Asking the vice president of global strategy of a company built around its FTP client to comment on the relevance of FTP is a bit like asking an Adobe marketing executive about the importance of Flash, no?

Re:Kenny Should Learn History

[Rantastic]

Correction: FTP is only 3 years older than TCP. Still, it predates TCP and is really damn old.

Exactly one advantage to FTP - FXP

[Just+Some+Guy]

The only nonsucky thing about FTP is that you can use FXP to transfer files between two remote servers without piping it through your client. For example, suppose you have FTP logins on two servers and each has a nice, fast Internet connection. You are on dialup and need to copy database backups from one server to the other. You can use FTP to tell the first to upload to the second's IP address, and tell the second to recv a file from the first's IP address. Nothing but the status messages go through your poor local modem.
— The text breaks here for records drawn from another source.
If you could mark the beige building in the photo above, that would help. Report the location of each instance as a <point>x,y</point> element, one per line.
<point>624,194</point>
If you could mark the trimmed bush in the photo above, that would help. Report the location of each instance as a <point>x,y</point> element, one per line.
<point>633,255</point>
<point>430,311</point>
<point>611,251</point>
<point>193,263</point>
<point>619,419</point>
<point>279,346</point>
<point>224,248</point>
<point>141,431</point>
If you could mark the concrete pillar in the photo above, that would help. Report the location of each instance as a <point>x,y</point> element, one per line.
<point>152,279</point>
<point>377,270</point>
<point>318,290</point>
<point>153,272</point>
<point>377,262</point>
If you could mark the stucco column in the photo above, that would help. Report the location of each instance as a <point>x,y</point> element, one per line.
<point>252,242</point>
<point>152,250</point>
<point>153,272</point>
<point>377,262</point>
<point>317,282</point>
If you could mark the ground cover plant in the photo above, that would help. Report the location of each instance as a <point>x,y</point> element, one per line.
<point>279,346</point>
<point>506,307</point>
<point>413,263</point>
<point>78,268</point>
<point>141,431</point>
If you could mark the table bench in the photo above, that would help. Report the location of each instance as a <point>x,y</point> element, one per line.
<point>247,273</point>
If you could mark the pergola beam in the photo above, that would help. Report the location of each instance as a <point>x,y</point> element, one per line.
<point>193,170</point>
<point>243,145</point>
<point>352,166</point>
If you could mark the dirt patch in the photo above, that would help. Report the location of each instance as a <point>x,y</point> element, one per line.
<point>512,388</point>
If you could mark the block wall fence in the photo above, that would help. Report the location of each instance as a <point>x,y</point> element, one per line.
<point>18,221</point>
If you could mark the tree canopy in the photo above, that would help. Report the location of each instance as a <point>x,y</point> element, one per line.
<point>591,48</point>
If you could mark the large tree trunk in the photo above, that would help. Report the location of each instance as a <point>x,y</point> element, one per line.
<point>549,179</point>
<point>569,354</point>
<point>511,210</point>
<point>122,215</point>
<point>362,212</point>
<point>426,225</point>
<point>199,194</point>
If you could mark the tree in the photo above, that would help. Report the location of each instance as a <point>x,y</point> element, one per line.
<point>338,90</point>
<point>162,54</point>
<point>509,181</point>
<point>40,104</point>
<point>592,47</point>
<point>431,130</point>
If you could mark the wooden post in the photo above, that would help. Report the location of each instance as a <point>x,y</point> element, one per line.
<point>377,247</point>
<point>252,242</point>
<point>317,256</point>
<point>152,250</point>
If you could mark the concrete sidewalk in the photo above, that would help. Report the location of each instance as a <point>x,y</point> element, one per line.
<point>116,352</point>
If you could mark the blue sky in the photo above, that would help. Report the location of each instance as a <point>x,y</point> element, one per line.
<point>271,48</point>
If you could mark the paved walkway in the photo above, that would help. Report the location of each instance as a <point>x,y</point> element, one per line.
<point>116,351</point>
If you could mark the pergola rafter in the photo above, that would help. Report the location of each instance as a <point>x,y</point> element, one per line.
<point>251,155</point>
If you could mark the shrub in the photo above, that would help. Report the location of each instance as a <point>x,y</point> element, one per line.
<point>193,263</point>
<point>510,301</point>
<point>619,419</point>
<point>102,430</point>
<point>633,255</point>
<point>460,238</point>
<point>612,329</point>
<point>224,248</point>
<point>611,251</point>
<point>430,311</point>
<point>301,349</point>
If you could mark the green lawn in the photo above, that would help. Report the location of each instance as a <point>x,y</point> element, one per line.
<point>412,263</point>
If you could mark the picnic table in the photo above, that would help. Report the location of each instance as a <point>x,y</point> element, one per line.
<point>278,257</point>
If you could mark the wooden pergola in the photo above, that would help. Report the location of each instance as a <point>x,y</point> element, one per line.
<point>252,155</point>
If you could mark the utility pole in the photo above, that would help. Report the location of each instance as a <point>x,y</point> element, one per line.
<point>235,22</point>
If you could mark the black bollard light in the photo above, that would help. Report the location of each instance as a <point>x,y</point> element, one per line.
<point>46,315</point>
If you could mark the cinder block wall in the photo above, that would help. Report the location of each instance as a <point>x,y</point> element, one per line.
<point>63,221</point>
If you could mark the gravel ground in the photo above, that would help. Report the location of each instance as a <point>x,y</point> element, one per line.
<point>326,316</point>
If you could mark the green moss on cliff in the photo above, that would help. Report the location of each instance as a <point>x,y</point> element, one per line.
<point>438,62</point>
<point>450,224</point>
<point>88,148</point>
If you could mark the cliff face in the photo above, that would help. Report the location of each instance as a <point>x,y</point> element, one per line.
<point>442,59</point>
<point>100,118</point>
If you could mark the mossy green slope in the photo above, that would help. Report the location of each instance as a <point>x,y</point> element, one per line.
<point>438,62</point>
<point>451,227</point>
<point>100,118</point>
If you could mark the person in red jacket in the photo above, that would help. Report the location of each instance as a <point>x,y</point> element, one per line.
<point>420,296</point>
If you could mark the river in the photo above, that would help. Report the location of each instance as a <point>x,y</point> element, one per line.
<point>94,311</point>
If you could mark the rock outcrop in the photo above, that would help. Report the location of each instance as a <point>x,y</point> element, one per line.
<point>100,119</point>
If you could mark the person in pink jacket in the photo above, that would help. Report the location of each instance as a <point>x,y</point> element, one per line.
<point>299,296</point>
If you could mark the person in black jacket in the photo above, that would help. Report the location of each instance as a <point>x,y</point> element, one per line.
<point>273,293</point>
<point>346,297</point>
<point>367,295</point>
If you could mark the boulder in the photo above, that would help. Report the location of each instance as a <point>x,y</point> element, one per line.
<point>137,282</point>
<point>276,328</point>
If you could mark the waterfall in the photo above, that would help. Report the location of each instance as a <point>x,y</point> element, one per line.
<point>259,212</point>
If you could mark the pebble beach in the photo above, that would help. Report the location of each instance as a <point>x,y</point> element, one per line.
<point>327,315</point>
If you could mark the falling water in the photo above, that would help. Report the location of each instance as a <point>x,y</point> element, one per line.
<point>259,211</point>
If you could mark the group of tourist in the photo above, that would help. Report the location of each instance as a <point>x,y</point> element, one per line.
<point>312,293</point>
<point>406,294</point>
You can do the same with by ssh'ing to the first server and scp'ing a file from it to the second, but that requires generating keypairs and copying the public keys around. If you're nitpicky about having separate keypairs on each SSH client machines (and you really should be!), and you have 20 hosts, then you'd have to copy 19 public keys to each machine. With FTP+FXP, you need an FTP login on each of the hosts. That's especially nice if the sending server is a public repository where you don't have anything but anonymous FTP access.

This isn't exactly a killer feature for most people, but it's kind of slick if you ever actually need it.

Re:Nothing against FTP,

[LordLimecat]

SFTP has nothing to do with FTP, nor is it a wrapper. It is based on SSH, not FTP.

The three "generations" of FTP

[ftexperts]

Here's a little more background on the various generations of the FTP protocol.

First Generation (1971-1980)

The original specification for FTP (RFC 114) was published in 1971 by Abhay Bhushan of MIT. This standard introduced down many concepts and conventions that survive to this day including: ASCII vs. "binary" transfers, Username authentication (passwords were "elaborate" and "not suggested" at this stage) , "Retrieve", "Store", "Append", "Delete" and "Rename" commands, Partial and resumable file transfer , A protocol "designed to be extendable", Two separate channels: one for "control information", the other for "data", and Unresolved character translation and blocking factor issues

Second Generation (1980-1997)

The second generation of FTP (RFC 765) was rolled out in 1980 by Jon Postel of ITI. This standard retired RFC 114 and introduced more concepts and conventions that survive to this day, including: A formal architecture for separate client/server functions and two separate channels, Site-to-site transfers, Passive (a.k.a. "firewall friendly") transfer mode and The 3-digits-followed-by-text command response convention. ...and RFC 765 was replaced by RFC 959 (which formalized directory navigation) in 1985.

Third Generation (1997-current)

The third and current generation of FTP was a reaction to two technologies that RFC 959 did not address: SSL/TLS and IPv6.

Most FTP software now conforms to RFC 2228 for FTPS. Oddly enough, there are still a LOT of file transfer packages that still don't have IPv6 or EPSV support. The RFCs beyond IPv6 and EPSV support are pretty well baked, so if you're still dealing with a vendor without those attributes, consider that a big red flag.

Also keep an eye on draft-ietf-ftpext2-hash and draft-peterson-streamlined-ftp-command-extensions - that's where the action is in FTP today.